第10話

 瞬きもせずに見つめ続けるアデレイドだが、ここの敷地の人か、と納得。たしかに自分達が悪いけど、ちょっと不躾やすぎない?


「こんちは。お邪魔します」


 その言葉が言い終わる前に再度、振り下ろす一撃。先ほどまでは数十センチ、という程度だった穴が、ポッカリとメートル単位で広がる。太陽光が多めに降り注ぐ。埃が乱反射し、煌びやかに内部を照らす。


 片目だけ覗いていた『ソレ』が、顔ごと突っ込む。ジロジロッと獲物を無言で品定め。


 それはまるで、


『ワニ』


 のような。


『トカゲ』


 のような。


 いや、一番近い表現は、




『恐竜』




 である。


 目薬でも点したかのように目をパチパチとするオーガスト。顔合わせは早くも二度目。オッス、久しぶり。腰痛の調子どう? なんて軽口は一切浮かんでこず。


「……な?」


 と、周囲に反応を求める。恐竜、以外になんて言えばいい? というか。なにをすればいい? 命乞い? 通じる?


 沈黙。を破るように、恐竜が頭を持ち上げる。先ほどまでの攻撃は、いわゆる『頭突き』。それで頑丈なコンテナに穴が空いた。


「……! くるぞッ! ドアから逃げろッ!」


 さらに致命的な一撃になりかねない。即座に反応したエリオットは、先ほどまで死を望んでいたことも忘れて生きる術をシュミレート。ここは『逃げる』。しか。

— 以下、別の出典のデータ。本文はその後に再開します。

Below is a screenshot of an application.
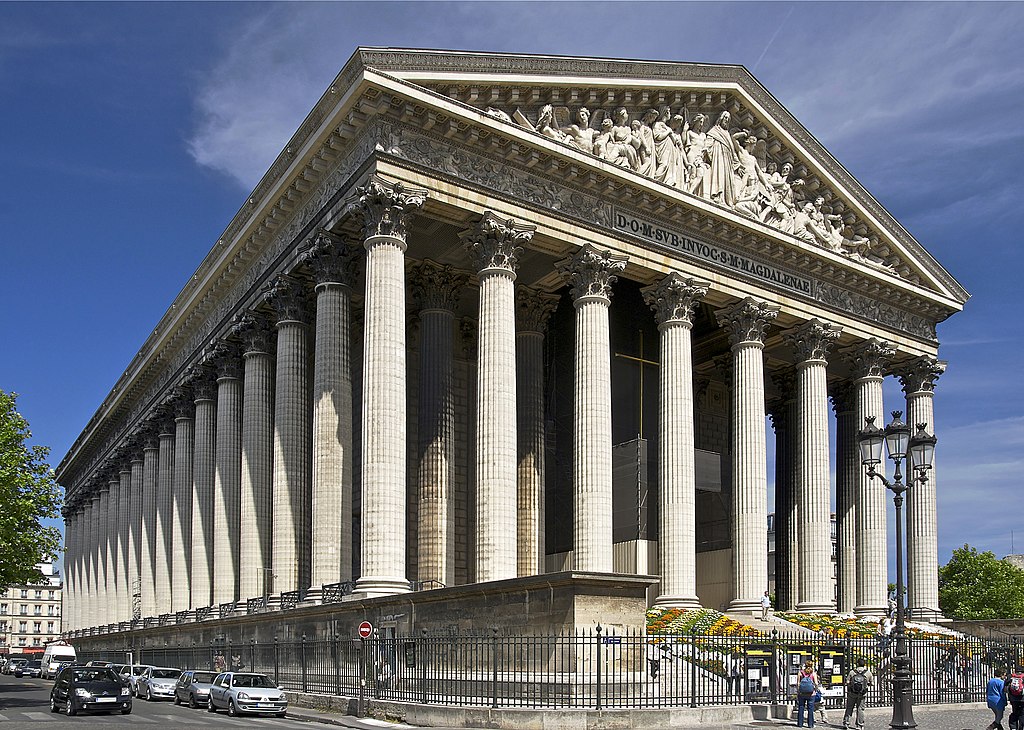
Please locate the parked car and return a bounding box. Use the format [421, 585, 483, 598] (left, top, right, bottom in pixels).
[125, 664, 152, 697]
[206, 672, 288, 718]
[135, 667, 181, 702]
[174, 670, 217, 708]
[50, 665, 131, 716]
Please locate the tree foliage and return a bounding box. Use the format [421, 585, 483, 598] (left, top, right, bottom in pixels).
[939, 545, 1024, 620]
[0, 390, 60, 590]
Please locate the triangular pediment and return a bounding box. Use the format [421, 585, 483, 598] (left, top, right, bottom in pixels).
[331, 49, 969, 309]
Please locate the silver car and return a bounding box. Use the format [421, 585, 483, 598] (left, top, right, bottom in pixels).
[207, 672, 288, 718]
[135, 667, 181, 702]
[174, 670, 217, 708]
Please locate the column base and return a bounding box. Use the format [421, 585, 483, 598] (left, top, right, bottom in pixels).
[355, 575, 410, 598]
[652, 596, 700, 611]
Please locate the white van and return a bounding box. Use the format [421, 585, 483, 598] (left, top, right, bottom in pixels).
[43, 641, 78, 679]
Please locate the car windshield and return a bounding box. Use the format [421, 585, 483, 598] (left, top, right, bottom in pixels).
[231, 675, 274, 687]
[75, 667, 121, 683]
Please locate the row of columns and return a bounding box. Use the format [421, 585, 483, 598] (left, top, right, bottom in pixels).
[61, 180, 934, 628]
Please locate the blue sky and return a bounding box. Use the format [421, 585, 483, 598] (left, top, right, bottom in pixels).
[0, 2, 1024, 573]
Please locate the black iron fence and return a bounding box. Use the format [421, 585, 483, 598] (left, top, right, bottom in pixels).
[78, 628, 1024, 708]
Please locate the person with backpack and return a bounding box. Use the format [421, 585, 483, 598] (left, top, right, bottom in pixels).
[985, 668, 1019, 730]
[797, 659, 821, 728]
[843, 657, 874, 730]
[1004, 664, 1024, 730]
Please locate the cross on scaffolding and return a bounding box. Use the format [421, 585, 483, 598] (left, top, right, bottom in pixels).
[615, 330, 659, 438]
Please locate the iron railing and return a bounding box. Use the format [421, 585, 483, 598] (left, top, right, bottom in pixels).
[70, 628, 1007, 708]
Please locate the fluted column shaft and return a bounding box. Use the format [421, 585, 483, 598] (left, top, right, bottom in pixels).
[128, 459, 144, 619]
[153, 427, 174, 615]
[304, 231, 355, 591]
[516, 288, 558, 576]
[239, 317, 273, 601]
[116, 464, 132, 621]
[191, 383, 217, 608]
[139, 442, 160, 618]
[718, 298, 778, 610]
[171, 413, 196, 612]
[212, 362, 242, 605]
[900, 356, 946, 620]
[786, 319, 840, 612]
[356, 179, 425, 596]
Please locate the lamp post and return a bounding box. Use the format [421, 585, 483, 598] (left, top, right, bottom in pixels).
[858, 411, 936, 728]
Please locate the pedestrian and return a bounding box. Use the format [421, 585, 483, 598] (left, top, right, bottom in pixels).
[985, 668, 1007, 730]
[843, 657, 874, 730]
[1004, 664, 1024, 730]
[797, 659, 821, 728]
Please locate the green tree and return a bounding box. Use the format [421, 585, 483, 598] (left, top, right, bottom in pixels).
[0, 390, 61, 590]
[939, 545, 1024, 620]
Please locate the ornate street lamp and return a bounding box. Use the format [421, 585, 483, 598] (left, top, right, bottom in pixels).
[858, 411, 936, 728]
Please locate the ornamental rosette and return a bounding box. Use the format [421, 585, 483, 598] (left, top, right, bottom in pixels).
[556, 244, 629, 301]
[641, 271, 711, 325]
[354, 177, 427, 242]
[461, 211, 536, 275]
[782, 319, 843, 362]
[716, 297, 781, 346]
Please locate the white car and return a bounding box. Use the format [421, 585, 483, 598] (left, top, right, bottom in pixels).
[135, 667, 181, 702]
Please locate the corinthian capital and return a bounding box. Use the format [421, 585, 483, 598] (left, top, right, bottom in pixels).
[898, 355, 946, 395]
[515, 287, 558, 332]
[410, 261, 469, 311]
[782, 319, 843, 362]
[462, 211, 536, 274]
[844, 337, 896, 379]
[716, 297, 781, 346]
[354, 177, 427, 243]
[556, 244, 629, 301]
[640, 271, 711, 325]
[301, 228, 357, 287]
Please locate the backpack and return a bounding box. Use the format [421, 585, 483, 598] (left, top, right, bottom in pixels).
[850, 670, 867, 697]
[797, 675, 817, 697]
[1007, 675, 1024, 702]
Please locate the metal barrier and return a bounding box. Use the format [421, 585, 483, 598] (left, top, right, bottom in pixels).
[70, 628, 1007, 708]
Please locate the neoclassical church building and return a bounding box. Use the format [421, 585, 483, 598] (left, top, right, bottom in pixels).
[58, 48, 969, 632]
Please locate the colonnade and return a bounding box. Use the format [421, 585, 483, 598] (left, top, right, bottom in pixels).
[66, 179, 941, 630]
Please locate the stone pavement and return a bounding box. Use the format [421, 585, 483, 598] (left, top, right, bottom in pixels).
[288, 702, 987, 730]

 その言葉にアデレイドもハッとする。手には拳銃。これを使って……いや、無理無理。横向きになったドアへ駆ける。


「どうすんの、これ」


「知らんッ! とりあえず外だ! ここにいたらペシャンコになるぞ!」


 パニーニみたいに。あ、今の例え上手いかも。なんて走馬灯のようにオーガストの脳内を駆け巡った。最後に食べたかったな。


 一瞬、弾薬をどうするか悩んだエリオットだが、こうバラバラになってはどうしようもない。そもそも効くとも思えない。そしてそんなことをやっている暇もない。


「とりあえず外だッ! ここにいても死ぬだけだッ!」


 あれ? それを望んでいたはずなのに。心の底では生きたいと思っている? もっと違う死に方がいい? こんなわけのわからないままやられるくらいなら。せめて正面から堂々と喰われたい? なんだそれ。


 ちょっとだけダルさを覚えつつも、アデレイドはその指示に従う。


「マジで。なんなの」


 それは全員の言葉。代表して言ってみた。上下左右もよくわからない。そのドアは横向いてるし。引くと、そのままドアは外れてしまった。勢いで外へ。多少の高さがあり、落ちてゴロゴロと土の上を転がる。


 そこにオーガストも落下。太陽が眩しい。目を細めながら振り返る。するとそこには高さ三メートルはありそうな、やはり恐竜。三度目の顔合わせ。できればもう遠慮したい。急いで銃を構えてみる。


「……『ジュラシック・パーク』の新作撮影か? リアリティ出すために、演者には教えない、的な。随分とよくできている」


 なんだか恐怖よりも感心してしまった。誰が監督をやっているんだろう、とか。主演は誰だ、とか。俺達は開幕速攻で喰われるモブ役? そういうのに応募した記憶はないが、ありがたい。好きなんだ、映画。